Pour ce faire, le gouvernement a dressé un plan en deux étapes : réduction graduelle des dépenses de stimulation économique d'ici à la fin de l'année financière 2011 et limitation des dépenses de programmes fédéraux.

Le discours précise que le redressement des finances publiques «ne se fera pas aux dépens des retraités» ni au moyen de «réduction dans les paiements de transfert au chapitre de soins de santé et de l'éducation».

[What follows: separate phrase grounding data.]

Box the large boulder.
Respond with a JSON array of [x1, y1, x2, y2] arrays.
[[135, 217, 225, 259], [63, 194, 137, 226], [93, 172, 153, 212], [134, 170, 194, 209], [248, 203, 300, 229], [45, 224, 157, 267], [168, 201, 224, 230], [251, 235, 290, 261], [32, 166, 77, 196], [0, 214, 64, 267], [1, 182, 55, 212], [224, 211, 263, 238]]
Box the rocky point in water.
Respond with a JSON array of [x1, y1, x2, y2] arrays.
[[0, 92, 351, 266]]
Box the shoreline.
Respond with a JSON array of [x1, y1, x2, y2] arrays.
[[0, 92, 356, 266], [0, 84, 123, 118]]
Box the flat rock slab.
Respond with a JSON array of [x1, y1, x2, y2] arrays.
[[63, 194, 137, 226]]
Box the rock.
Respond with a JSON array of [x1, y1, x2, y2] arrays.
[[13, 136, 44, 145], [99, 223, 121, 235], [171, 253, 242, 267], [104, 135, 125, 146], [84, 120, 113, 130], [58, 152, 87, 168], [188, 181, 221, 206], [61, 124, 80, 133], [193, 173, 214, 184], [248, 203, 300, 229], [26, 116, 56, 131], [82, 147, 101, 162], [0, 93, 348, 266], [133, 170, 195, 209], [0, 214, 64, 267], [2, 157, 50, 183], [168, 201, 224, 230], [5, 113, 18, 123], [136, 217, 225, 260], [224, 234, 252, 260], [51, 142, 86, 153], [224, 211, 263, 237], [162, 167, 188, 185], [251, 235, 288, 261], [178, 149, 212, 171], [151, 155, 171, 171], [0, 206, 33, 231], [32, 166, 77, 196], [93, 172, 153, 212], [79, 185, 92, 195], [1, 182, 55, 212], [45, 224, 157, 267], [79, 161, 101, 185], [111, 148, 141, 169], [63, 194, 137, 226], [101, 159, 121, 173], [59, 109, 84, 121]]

Mais nulle part dans ce discours d'une heure Michaëlle Jean n'a parlé de la péréquation, une omission qui a amené la vice-première ministre du Québec, Nathalie Normandeau, à exprimer la crainte de son gouvernement de voir Ottawa s'attaquer à ce programme.

Promesses et engagements

Intitulé Un Canada plus fort, une économie plus forte, le document porte les couleurs bleu, vert, jaune et blanc des Jeux olympiques de Vancouver, dont il ne manque d'ailleurs pas de rappeler le succès.

Dans ce texte de 25 pages où il annonce ses priorités pour les mois à venir, le gouvernement y est allé d'une série d'autres promesses et engagements. Sur le budget d'aujourd'hui, notamment, il a annoncé : «Notre gouvernement présentera un budget misant sur la création d'emplois et la croissance - maintenant et pour l'avenir.»

Le fédéral a exprimé clairement son intention d'ouvrir les secteurs des télécommunications et des satellites aux investissements étrangers et au capital de risque.

Au sujet de la Déclaration des Nations unies sur les droits des peuples autochtones, qu'Ottawa refuse de signer depuis plusieurs années, il a annoncé ce qui pourrait être un changement de cap : «Notre gouvernement prendra des mesures en vue d'appuyer ce document aspiratoire, dans le respect intégral de la Constitution et des lois du Canada.»

Dans le secteur du pétrole et de l'énergie, le discours du Trône a révélé qu'Ottawa entreprendra une révision des règlements «qui compliquent inutilement les processus d'approbation de projets». Le ministre des Ressources naturelles, Christian Paradis, a admis que les évaluations environnementales pourraient «en faire partie».

En matière d'environnement, le gouvernement a réitéré son soutien à l'entente de Copenhague et au dialogue sur l'énergie propre entre le Canada et les États-Unis. Il a aussi réaffirmé son intention de prendre le train du nucléaire, «en commençant par la restructuration d'Énergie atomique du Canada».

«Pas de vision»

Par ailleurs, le gouvernement Harper a profité du discours pour rappeler ses positions dans une série d'autres domaines. C'est le cas du registre des armes à feu, où il a déclaré qu'il «continuera à prôner l'adoption d'une loi du registre des armes d'épaule» malgré l'opposition, notamment de Québec.

C'est aussi le cas des réformes du Sénat et de la Chambre des communes, dans laquelle il a rappelé vouloir donner plus de poids à la Colombie-Britannique, à l'Ontario et à l'Alberta - une mesure aussi très impopulaire au Québec.

Au sujet de l'Afghanistan, Ottawa a réitéré sa volonté de retirer ses 2800 soldats d'ici à 2011.

«Ils ont fermé le Parlement pour ça? C'est ça, les résultats de la prorogation ? Il n'y a aucune vision pour l'avenir du pays là-dedans», s'est exclamé le chef libéral, Michael Ignatieff, après la lecture du discours. Les chefs des deux autres partis de l'opposition étaient aussi de cet avis.